Karachi: De acordo com um representante do setor de transporte marítimo, as tentativas de dificultar o comércio externo do Paquistão da Índia, para proibir navios que transportam mercadorias paquistanesas para os portos, não conseguiram efeitos esperançosos.
Em 2 de maio, a Índia proibiu navios que transportam mercadorias provenientes ou nomeadas para o Paquistão, proibindo -os de entrar em portos indianos ou passar pelo território indiano. A mudança terminou dentro de quatro dias na poderosa retaliação do Paquistão após o ataque militar sob a Operação Sindoh, que começou em 7 de maio.
A Índia inicialmente tentou minar os fluxos comerciais do Paquistão, mas o resultado não atendeu às expectativas. A empresa de navegação separou a carga ligada ao Paquistão, evitando a dependência de portos indianos.
No entanto, os importadores disseram que a proibição da Índia levou a tempos de transporte mais longos e aumentando as acusações de frete.
“Por causa dessa ação indiana, a nave-mãe não chegou ao Paquistão. Isso atrasa as importações das importações em 30 a 50 dias”, disse Javed Bilwani, presidente da Câmara de Comércio e Indústria de Karachi. Ele acrescentou que os importadores agora dependem de contêineres do alimentador, aumentando os custos.
Embora os custos de envio sejam aumentados, os exportadores relatam impacto mínimo nas transações gerais
Os exportadores também relataram um aumento nos custos de remessa e seguro após a invasão indiana. No entanto, eles disseram que o impacto geral nas exportações permanece mínimo.
“Exceto pelo aumento dos custos de seguro, não houve um grande impacto nas exportações após a invasão indiana. Mesmo antes da escalada, as acusações de remessa já haviam aumentado”.
As exportações do Paquistão dependem muito de entradas importadas para valor agregado.
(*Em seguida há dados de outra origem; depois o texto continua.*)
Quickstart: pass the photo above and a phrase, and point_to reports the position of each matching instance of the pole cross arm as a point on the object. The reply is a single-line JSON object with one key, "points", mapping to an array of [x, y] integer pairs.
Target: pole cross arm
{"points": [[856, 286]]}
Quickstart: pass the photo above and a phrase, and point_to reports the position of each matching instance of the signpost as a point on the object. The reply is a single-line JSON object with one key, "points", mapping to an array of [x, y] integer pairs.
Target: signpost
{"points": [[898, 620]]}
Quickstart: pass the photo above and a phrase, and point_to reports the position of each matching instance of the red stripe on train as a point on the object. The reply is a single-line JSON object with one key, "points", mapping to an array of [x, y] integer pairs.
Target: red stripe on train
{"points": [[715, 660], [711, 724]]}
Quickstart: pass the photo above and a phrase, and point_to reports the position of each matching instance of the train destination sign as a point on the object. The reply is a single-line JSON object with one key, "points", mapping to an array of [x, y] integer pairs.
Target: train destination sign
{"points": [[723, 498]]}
As interrupções da cadeia de suprimentos têm implicações econômicas mais amplas, à medida que os governos controlam fortemente as importações para salvar o Forex.
No entanto, o diretor da Associação de Agentes de Navios Paquistanês, Saeed Tahir Hussein, rejeitou as alegações de que o navio -mãe havia parado de ligar no porto do Paquistão.
“Você pode ver a nave -mãe em Karachi e Port Kassim”, disse ele. “Os contêineres do alimentador também são suficientes para lidar com o volume comercial do Paquistão, permitindo que eles transportem entre 6.000 e 8.000 contêineres, o que está bem acima dos níveis atuais de exportações e importações”.
Comércio com a Índia
Os laços comerciais formais entre o Paquistão e a Índia estão congelados desde 2019. O comércio bilateral caiu de US $ 2,4 bilhões em 2018 para US $ 1,2 bilhão em 2024.
No entanto, o comércio informal está prosperando. A Al Jazeera informou no mês passado que as exportações informais informais para o Paquistão são estimadas em US $ 10 bilhões por ano, citando a Iniciativa Global de Pesquisa Comercial da Índia (GTRI).
Esse comércio paralelo está sendo promovido através de rotas alternativas, incluindo portos em Dubai (Emirados Árabes Unidos, Colombo (Sri Lanka) e Cingapura.
As exportações da Índia incluem produtos farmacêuticos, produtos petrolíferos, plásticos, borracha, produtos químicos orgânicos, corantes, vegetais, especiarias, café, chá preto, laticínios e grãos. As principais exportações do Paquistão para a Índia consistem em cobre, copo, produtos químicos orgânicos, enxofre, frutas e nozes e certas sementes de petróleo.